Friday 4 May 2007

Sold my Qantas shares prior to Offer Close

The Qantas takeover offer by APA closed a little while ago (7pm AEST). The offer price was $5.45 cash per share, but I chose to sell my shares on market this morning for $5.39, even though this also meant having to pay $128.95 brokerage (1.1%). My reasoning is that there is a risk that the offer will lapse, as it requires 70% to succeed, and at least 50% by 7pm tonight in order to be able to extend the offer period a further 2 weeks. As of this morning APA reported having 35% of Qantas. They might make their target (they'll announce the final figure during this weekend), but, if they fail there's no guarantee that a higher offer would be forthcoming. If that happened the share price could easily drop back to under $4. As I was happy to take the offer price, I prefer a bird in the hand to a bird plus 12c that might get away...

Sell QAN QANTAS Airways 09/05/2007 2,175 $5.39 -$11,594.30

Enough Wealth

3 comments:

mOOm said...

Why did you have to pay such a high brokerage fee? CommSec only charge me 0.12% (which is bad enough by US standards).

enoughwealth@yahoo.com said...

History and laziness (I refuse to admit to stupidity)...

I originally started buying shares via this broker back in the early 80's. I later transferred the stocks into a margin loan account with leveraged equities, and this broker was the one linked to my margin loan account with LE, so I could buy stocks via Tolhurst and get the trades settled by LE margin loan...

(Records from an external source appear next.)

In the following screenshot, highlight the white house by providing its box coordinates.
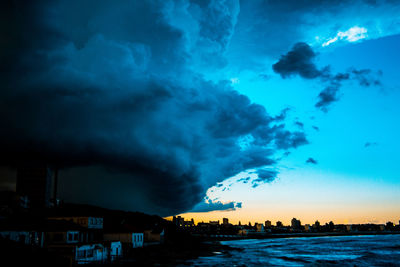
[49,216,103,229]
[104,241,122,261]
[104,233,143,248]
[0,231,31,245]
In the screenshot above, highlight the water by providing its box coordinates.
[189,235,400,266]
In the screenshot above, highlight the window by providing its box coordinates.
[53,233,63,242]
[77,250,86,259]
[67,233,74,241]
[86,249,93,258]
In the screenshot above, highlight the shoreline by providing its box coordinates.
[193,231,400,242]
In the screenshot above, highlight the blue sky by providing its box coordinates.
[186,1,400,223]
[0,0,400,222]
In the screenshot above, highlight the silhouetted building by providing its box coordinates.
[255,223,264,232]
[17,165,56,208]
[292,218,301,230]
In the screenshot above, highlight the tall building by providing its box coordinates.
[17,164,56,208]
[292,218,301,229]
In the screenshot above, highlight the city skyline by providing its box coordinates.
[0,0,400,226]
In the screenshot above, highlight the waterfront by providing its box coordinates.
[187,235,400,266]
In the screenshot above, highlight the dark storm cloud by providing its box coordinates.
[272,43,322,79]
[274,108,290,121]
[190,199,242,212]
[272,42,382,112]
[364,142,378,147]
[0,1,307,215]
[251,169,278,187]
[306,158,318,164]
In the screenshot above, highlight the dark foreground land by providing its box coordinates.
[0,240,241,267]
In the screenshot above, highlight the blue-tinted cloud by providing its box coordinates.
[0,1,307,215]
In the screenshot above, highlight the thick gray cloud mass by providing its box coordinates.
[272,43,322,79]
[272,42,382,112]
[0,1,307,215]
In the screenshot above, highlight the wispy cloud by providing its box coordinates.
[322,26,368,46]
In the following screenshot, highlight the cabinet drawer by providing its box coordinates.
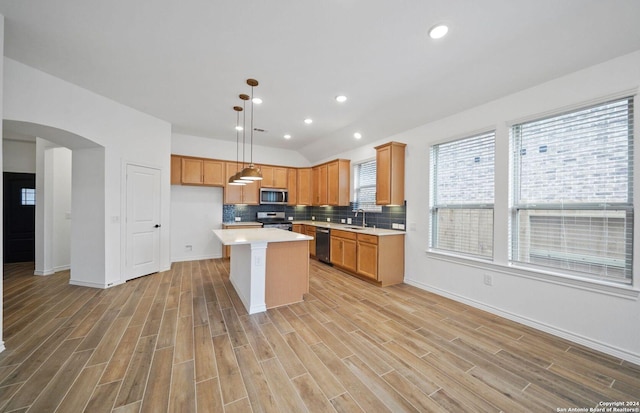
[358,234,378,245]
[331,229,358,240]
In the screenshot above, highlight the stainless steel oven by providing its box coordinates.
[260,188,289,205]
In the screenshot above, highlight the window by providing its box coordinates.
[430,132,495,258]
[21,188,36,205]
[510,98,633,283]
[353,159,382,212]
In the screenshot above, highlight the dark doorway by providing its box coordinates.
[3,172,36,263]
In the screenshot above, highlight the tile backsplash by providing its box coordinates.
[222,203,407,229]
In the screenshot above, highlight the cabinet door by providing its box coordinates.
[357,241,378,280]
[342,239,358,272]
[259,165,275,188]
[287,169,298,205]
[297,168,313,205]
[224,162,242,204]
[273,166,287,189]
[241,181,260,205]
[376,146,391,205]
[182,158,202,185]
[329,237,344,266]
[202,161,225,186]
[171,155,182,185]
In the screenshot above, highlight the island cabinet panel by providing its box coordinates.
[287,168,298,205]
[330,230,357,272]
[265,241,309,308]
[375,142,407,205]
[296,168,313,205]
[304,225,316,257]
[171,155,182,185]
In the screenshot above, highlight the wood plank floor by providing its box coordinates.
[0,260,640,413]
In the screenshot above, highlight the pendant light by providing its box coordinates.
[240,79,262,181]
[233,93,253,185]
[228,106,247,185]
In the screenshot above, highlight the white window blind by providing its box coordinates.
[430,132,495,258]
[510,98,633,283]
[353,159,382,212]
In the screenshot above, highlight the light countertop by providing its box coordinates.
[213,228,313,245]
[222,221,262,227]
[293,221,406,237]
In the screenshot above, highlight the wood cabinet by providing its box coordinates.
[304,225,316,257]
[296,168,313,205]
[287,168,298,205]
[224,162,260,205]
[375,142,407,205]
[260,165,287,189]
[312,164,329,205]
[356,234,404,287]
[171,155,182,185]
[222,224,262,258]
[330,230,357,272]
[171,155,225,186]
[312,159,351,206]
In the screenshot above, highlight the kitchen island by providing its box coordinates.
[213,228,312,314]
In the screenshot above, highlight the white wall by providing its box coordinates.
[171,185,223,262]
[334,51,640,363]
[2,136,36,174]
[171,131,311,167]
[3,57,171,287]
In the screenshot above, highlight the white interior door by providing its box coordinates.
[125,165,161,280]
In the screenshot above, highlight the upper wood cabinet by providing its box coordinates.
[312,159,351,206]
[287,168,298,205]
[375,142,407,205]
[224,162,260,205]
[171,155,225,186]
[171,155,182,185]
[298,168,313,205]
[260,165,288,189]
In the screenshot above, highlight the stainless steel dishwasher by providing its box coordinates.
[316,227,331,264]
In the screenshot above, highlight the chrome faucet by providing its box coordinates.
[356,209,367,228]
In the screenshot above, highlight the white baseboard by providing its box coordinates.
[69,279,112,289]
[171,255,222,262]
[404,278,640,364]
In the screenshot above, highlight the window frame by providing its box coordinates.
[507,94,636,288]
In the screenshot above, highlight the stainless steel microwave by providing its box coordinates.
[260,188,289,205]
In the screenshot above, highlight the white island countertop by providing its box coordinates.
[213,228,313,245]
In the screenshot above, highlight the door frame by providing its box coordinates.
[120,160,168,287]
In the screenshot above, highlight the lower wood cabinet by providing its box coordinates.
[304,225,316,257]
[330,230,357,272]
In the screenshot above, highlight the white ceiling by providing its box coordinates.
[0,0,640,159]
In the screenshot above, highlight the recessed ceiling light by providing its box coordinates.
[429,24,449,39]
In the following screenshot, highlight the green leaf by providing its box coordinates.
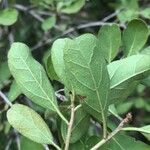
[141,46,150,56]
[139,8,150,19]
[43,50,60,81]
[8,42,66,121]
[85,135,100,150]
[101,134,149,150]
[20,136,44,150]
[69,141,85,150]
[123,19,149,56]
[0,61,11,84]
[109,104,122,120]
[61,108,90,143]
[98,24,121,63]
[51,38,72,86]
[57,0,85,14]
[107,54,150,104]
[0,8,18,26]
[8,80,22,102]
[122,125,150,134]
[7,104,53,144]
[42,15,56,31]
[64,34,109,122]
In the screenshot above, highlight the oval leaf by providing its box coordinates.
[108,54,150,103]
[8,42,65,120]
[123,19,149,56]
[61,108,90,143]
[7,104,53,144]
[98,24,121,63]
[64,34,109,119]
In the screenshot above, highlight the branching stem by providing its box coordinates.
[0,91,13,107]
[90,113,132,150]
[65,91,75,150]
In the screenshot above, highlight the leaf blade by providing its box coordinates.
[7,104,53,144]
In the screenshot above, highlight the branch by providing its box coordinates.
[64,91,75,150]
[14,4,44,22]
[0,91,13,107]
[90,113,132,150]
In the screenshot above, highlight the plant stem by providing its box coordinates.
[65,91,75,150]
[102,112,107,139]
[57,111,69,125]
[74,104,82,111]
[0,91,13,107]
[52,142,62,150]
[90,113,132,150]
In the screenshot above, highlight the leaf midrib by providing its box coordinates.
[20,57,59,112]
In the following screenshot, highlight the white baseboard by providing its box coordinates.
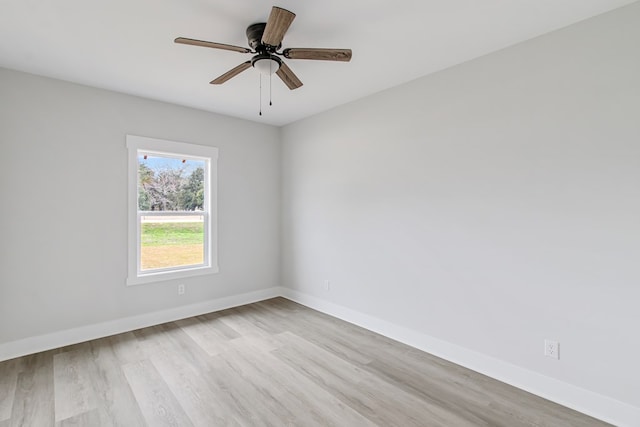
[0,287,282,362]
[0,287,640,427]
[282,288,640,427]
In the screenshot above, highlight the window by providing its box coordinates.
[127,135,218,285]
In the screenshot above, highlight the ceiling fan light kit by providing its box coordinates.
[175,6,351,90]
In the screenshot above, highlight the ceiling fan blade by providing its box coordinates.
[282,48,351,62]
[209,61,251,85]
[276,62,302,90]
[174,37,251,53]
[262,6,296,46]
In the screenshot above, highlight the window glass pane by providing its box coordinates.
[138,152,206,271]
[140,215,204,271]
[138,153,206,211]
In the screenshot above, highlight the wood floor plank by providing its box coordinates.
[175,317,240,356]
[0,298,608,427]
[222,337,374,426]
[10,351,55,427]
[82,338,145,427]
[274,333,474,427]
[56,408,106,427]
[53,345,98,421]
[0,359,22,421]
[122,360,193,427]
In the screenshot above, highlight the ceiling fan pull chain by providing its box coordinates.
[258,73,262,115]
[269,61,273,106]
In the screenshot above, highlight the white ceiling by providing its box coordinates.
[0,0,634,125]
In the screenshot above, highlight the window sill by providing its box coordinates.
[127,265,219,286]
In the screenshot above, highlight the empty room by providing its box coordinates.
[0,0,640,427]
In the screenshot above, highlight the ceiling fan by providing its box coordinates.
[174,6,351,90]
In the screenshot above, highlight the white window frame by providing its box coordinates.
[127,135,219,285]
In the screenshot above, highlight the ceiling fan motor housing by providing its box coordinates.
[247,22,282,53]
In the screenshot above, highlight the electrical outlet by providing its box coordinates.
[544,340,560,359]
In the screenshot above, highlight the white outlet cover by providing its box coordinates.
[544,340,560,359]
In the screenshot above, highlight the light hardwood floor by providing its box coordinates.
[0,298,607,427]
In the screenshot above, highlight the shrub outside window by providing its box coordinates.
[127,135,218,285]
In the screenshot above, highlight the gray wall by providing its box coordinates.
[0,69,280,344]
[282,3,640,407]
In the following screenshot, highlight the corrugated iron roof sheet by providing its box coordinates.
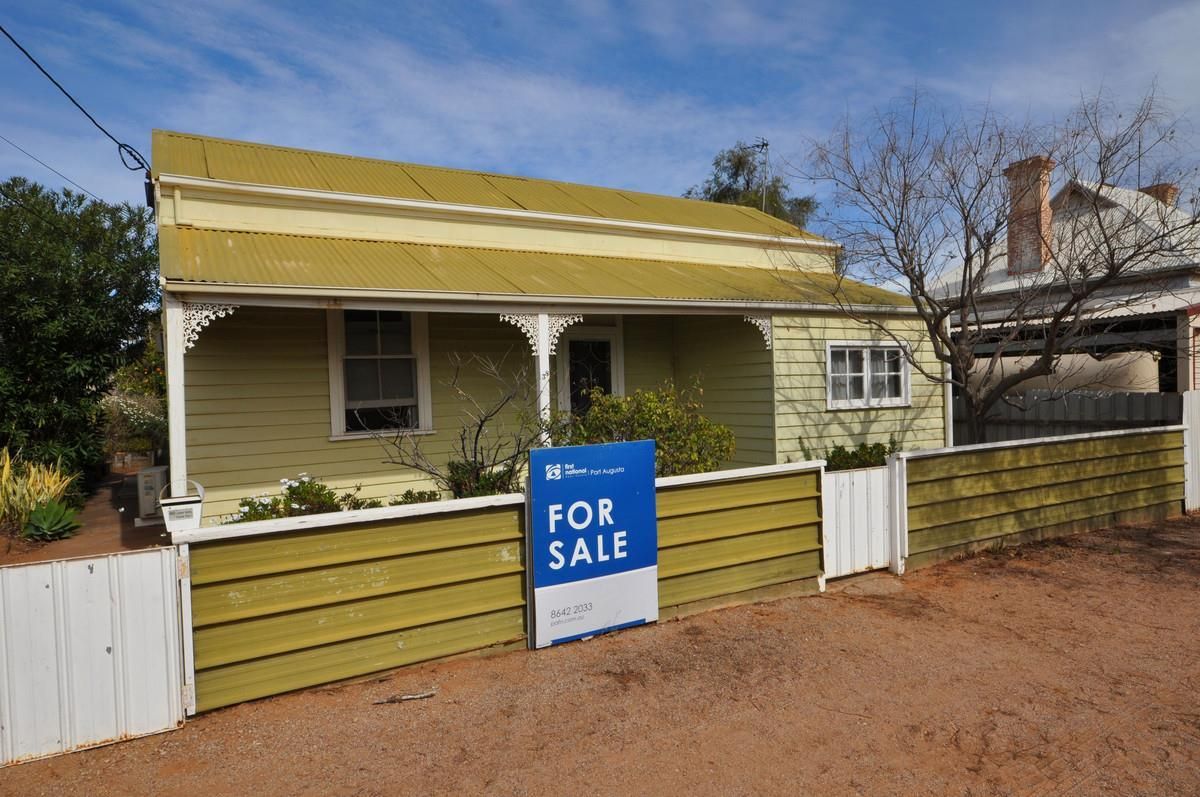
[151,130,822,241]
[158,226,907,306]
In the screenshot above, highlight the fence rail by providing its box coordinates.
[953,390,1183,443]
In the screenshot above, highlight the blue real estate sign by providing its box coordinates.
[529,441,659,647]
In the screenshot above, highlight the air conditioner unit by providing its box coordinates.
[138,465,167,520]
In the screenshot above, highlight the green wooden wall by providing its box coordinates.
[674,316,775,467]
[906,431,1183,568]
[774,313,946,462]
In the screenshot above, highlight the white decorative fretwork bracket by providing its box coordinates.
[745,314,775,352]
[184,301,238,350]
[500,313,583,356]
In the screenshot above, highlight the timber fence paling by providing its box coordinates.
[899,426,1186,567]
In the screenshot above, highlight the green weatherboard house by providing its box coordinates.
[152,131,946,522]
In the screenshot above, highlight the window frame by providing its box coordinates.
[554,318,625,411]
[325,307,433,441]
[824,341,912,409]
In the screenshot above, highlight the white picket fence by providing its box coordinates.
[821,467,892,579]
[0,547,184,766]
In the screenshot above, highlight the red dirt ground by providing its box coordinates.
[0,519,1200,797]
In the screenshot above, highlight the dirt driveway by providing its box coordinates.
[0,520,1200,797]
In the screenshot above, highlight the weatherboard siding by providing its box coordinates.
[674,316,775,467]
[185,307,532,522]
[773,313,946,462]
[907,431,1184,568]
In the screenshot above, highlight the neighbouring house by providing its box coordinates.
[152,131,946,521]
[943,156,1200,396]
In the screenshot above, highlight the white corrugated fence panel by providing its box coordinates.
[0,547,184,765]
[822,467,892,579]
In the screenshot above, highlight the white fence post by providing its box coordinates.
[888,453,908,576]
[1183,390,1200,511]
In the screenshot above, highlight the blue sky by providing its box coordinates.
[0,0,1200,211]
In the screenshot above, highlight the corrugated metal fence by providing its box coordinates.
[890,426,1186,568]
[176,463,821,711]
[954,390,1183,443]
[0,547,184,765]
[822,468,892,579]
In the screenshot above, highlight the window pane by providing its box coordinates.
[346,407,418,432]
[379,313,413,354]
[829,349,846,373]
[566,341,612,415]
[379,358,416,400]
[871,349,887,373]
[846,349,863,373]
[346,359,379,401]
[346,310,379,354]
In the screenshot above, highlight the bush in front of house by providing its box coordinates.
[800,437,900,472]
[222,473,442,525]
[556,382,737,477]
[0,448,77,532]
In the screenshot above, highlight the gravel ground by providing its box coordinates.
[0,519,1200,797]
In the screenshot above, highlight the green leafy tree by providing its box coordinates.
[0,178,158,474]
[683,142,817,229]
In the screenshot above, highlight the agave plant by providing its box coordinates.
[22,501,79,543]
[0,449,76,529]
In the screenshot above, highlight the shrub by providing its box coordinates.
[104,391,167,453]
[223,473,442,525]
[0,449,76,529]
[22,501,79,543]
[388,490,442,507]
[446,460,521,498]
[800,437,900,471]
[560,382,736,477]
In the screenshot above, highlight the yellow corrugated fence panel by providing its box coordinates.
[658,469,821,607]
[191,507,524,709]
[907,430,1184,567]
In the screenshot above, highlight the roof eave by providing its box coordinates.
[161,277,917,316]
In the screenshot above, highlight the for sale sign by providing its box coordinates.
[529,441,659,647]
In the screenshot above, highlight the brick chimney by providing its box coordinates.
[1004,155,1055,274]
[1138,182,1180,208]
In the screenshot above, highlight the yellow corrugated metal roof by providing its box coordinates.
[158,226,907,306]
[151,130,822,241]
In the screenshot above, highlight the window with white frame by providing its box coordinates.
[826,342,908,409]
[329,310,432,437]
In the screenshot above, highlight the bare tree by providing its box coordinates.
[373,354,545,498]
[805,91,1200,442]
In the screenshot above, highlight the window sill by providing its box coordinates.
[826,401,912,412]
[329,429,438,443]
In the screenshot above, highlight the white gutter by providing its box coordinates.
[157,174,839,250]
[160,278,917,316]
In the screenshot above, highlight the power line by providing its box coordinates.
[0,25,150,172]
[0,130,103,202]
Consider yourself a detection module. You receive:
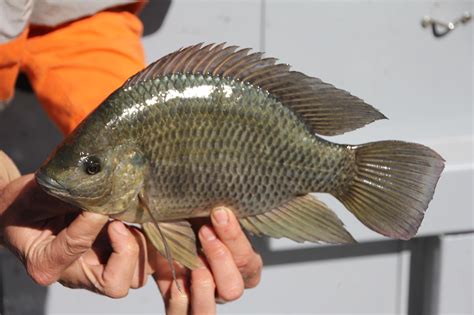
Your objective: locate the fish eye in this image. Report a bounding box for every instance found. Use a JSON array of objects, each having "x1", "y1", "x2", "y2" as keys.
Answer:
[{"x1": 83, "y1": 156, "x2": 102, "y2": 175}]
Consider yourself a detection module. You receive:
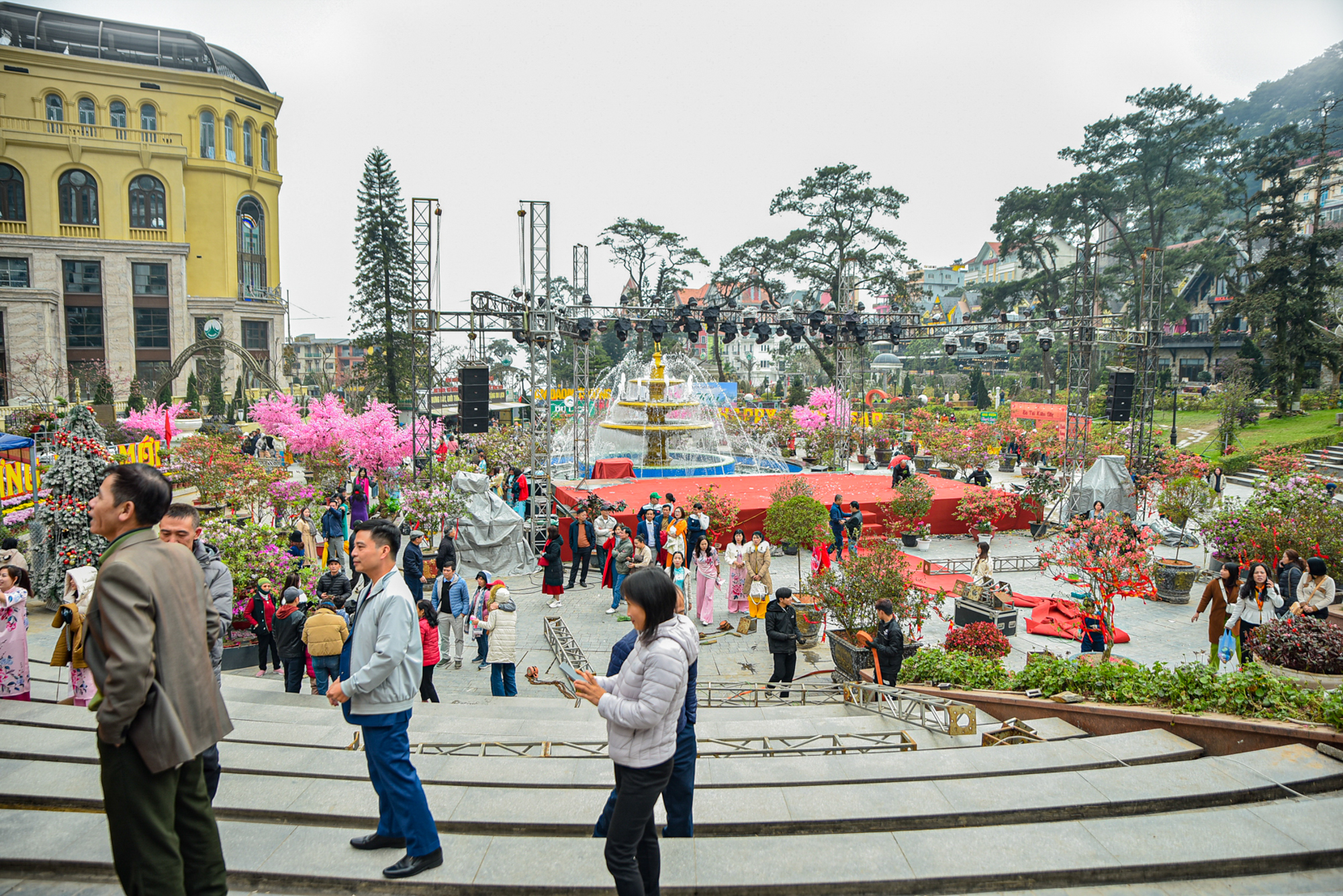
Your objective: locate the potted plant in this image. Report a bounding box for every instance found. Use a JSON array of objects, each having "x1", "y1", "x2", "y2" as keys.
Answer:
[
  {"x1": 955, "y1": 488, "x2": 1021, "y2": 540},
  {"x1": 1156, "y1": 476, "x2": 1215, "y2": 603},
  {"x1": 881, "y1": 476, "x2": 933, "y2": 547},
  {"x1": 1022, "y1": 466, "x2": 1066, "y2": 538}
]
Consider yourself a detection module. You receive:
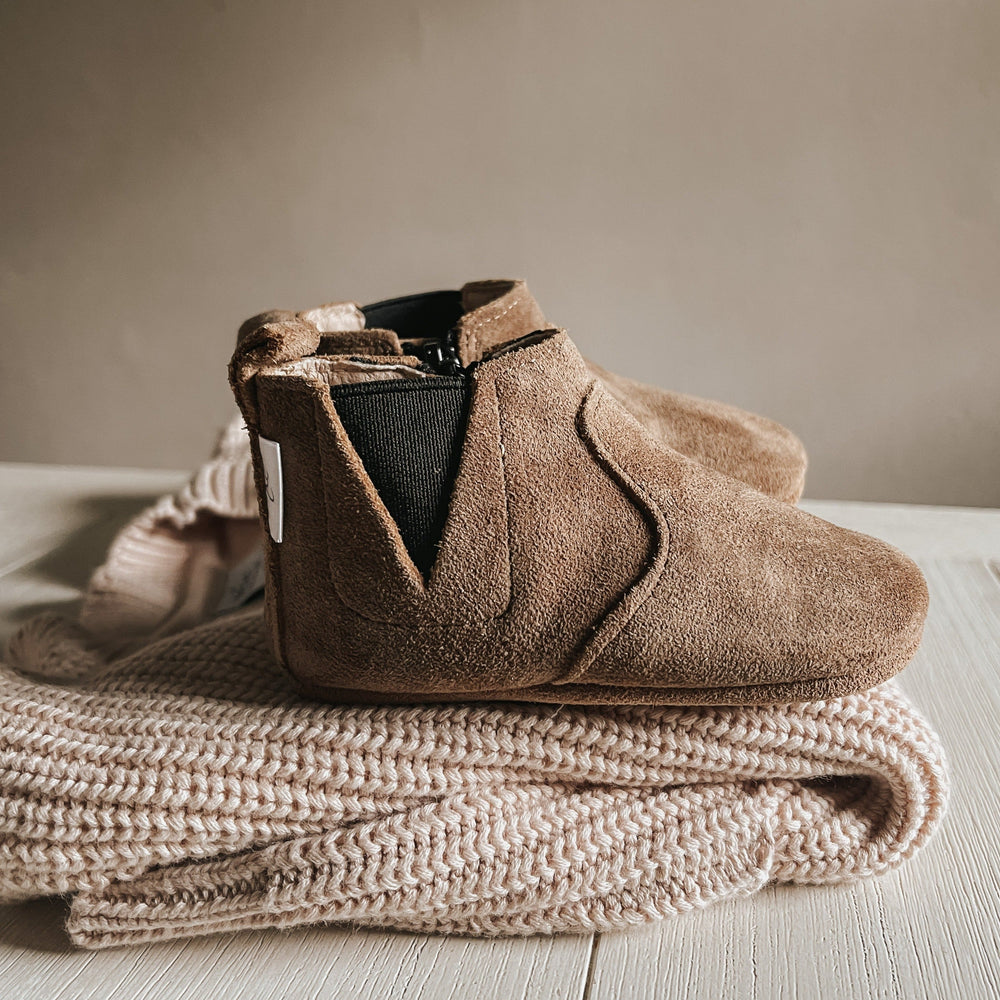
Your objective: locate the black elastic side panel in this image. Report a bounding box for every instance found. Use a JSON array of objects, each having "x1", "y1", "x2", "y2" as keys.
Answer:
[
  {"x1": 361, "y1": 292, "x2": 462, "y2": 340},
  {"x1": 330, "y1": 376, "x2": 469, "y2": 579}
]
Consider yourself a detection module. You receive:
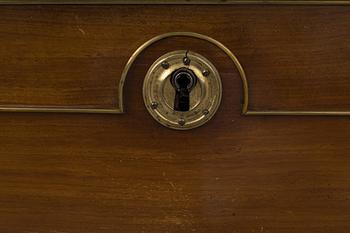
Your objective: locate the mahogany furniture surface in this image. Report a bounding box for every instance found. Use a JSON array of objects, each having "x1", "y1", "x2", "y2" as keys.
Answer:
[{"x1": 0, "y1": 4, "x2": 350, "y2": 233}]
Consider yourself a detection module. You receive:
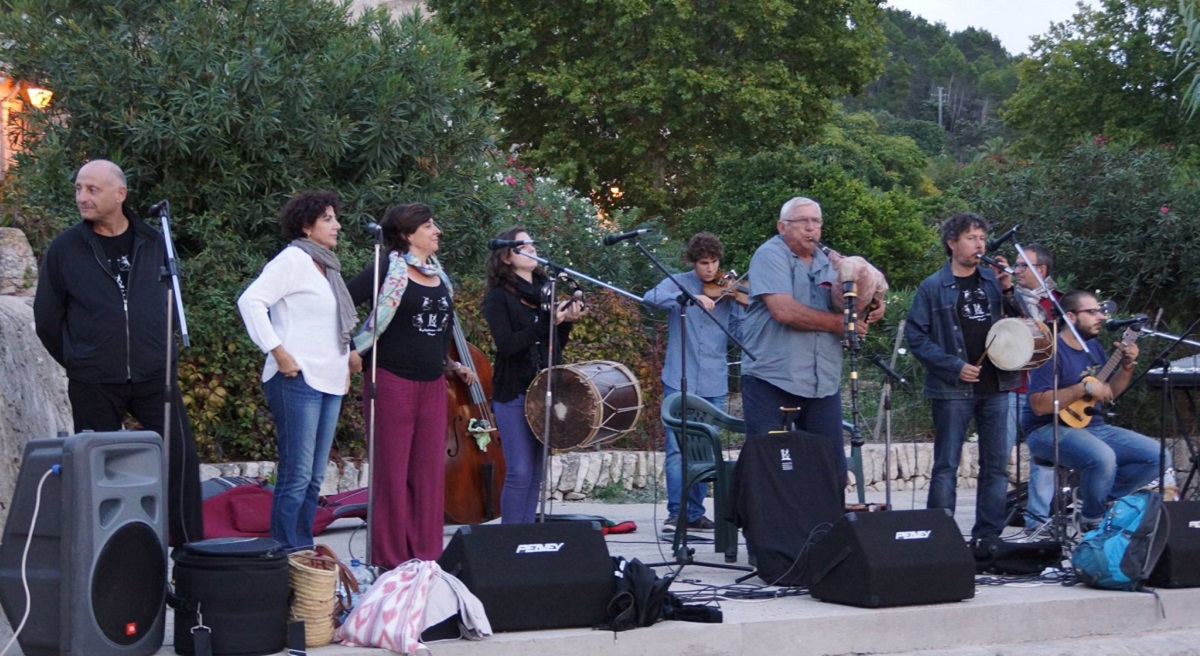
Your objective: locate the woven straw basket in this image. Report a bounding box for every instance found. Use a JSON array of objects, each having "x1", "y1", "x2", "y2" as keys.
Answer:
[{"x1": 288, "y1": 544, "x2": 354, "y2": 649}]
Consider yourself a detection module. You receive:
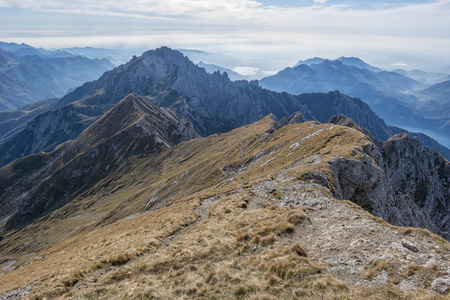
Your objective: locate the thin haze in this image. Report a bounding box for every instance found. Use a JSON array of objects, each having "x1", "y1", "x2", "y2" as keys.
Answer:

Later on comsec etc. started up and I now have a margin loan with comsec and can direct trade with comsec on that account. But I still have some old stock holdings with LE. I think I did add comsec as a second broker that can be used with my LE account, but I'd have to phone trade with comsec to access my LE margin loan stocks.

I could probably have sold the QAN shares via comsec, but I didn't want to experiment with it today. In the event I sold the stock for $5.39 and it dropped to $5.36 later in the day. The brokerage only cost the equivalent of 6c per share, so if I'd sold it later in the day via Comsec, what I saved in brokerage I might have lost in market price anyhow.

Eventually I'll have sold off all the stocks in my LE margin loan account and moved the funds into my Self-managed Super Fund, which trades stocks via E*Trade, so it won't be an issue.

Meanwhile, next time I want to sell one of the stocks I hold on my LE account, I'll have a go of trading via Comsec and see if it works.

mOOm said...

I had an LE account and when CommSec took over TD Waterhouse Australia they wanted to charge outrageous fees to trade on it. I quickly switched to a CommSec margin loan account. It was annoying though (especially to do from here in the US).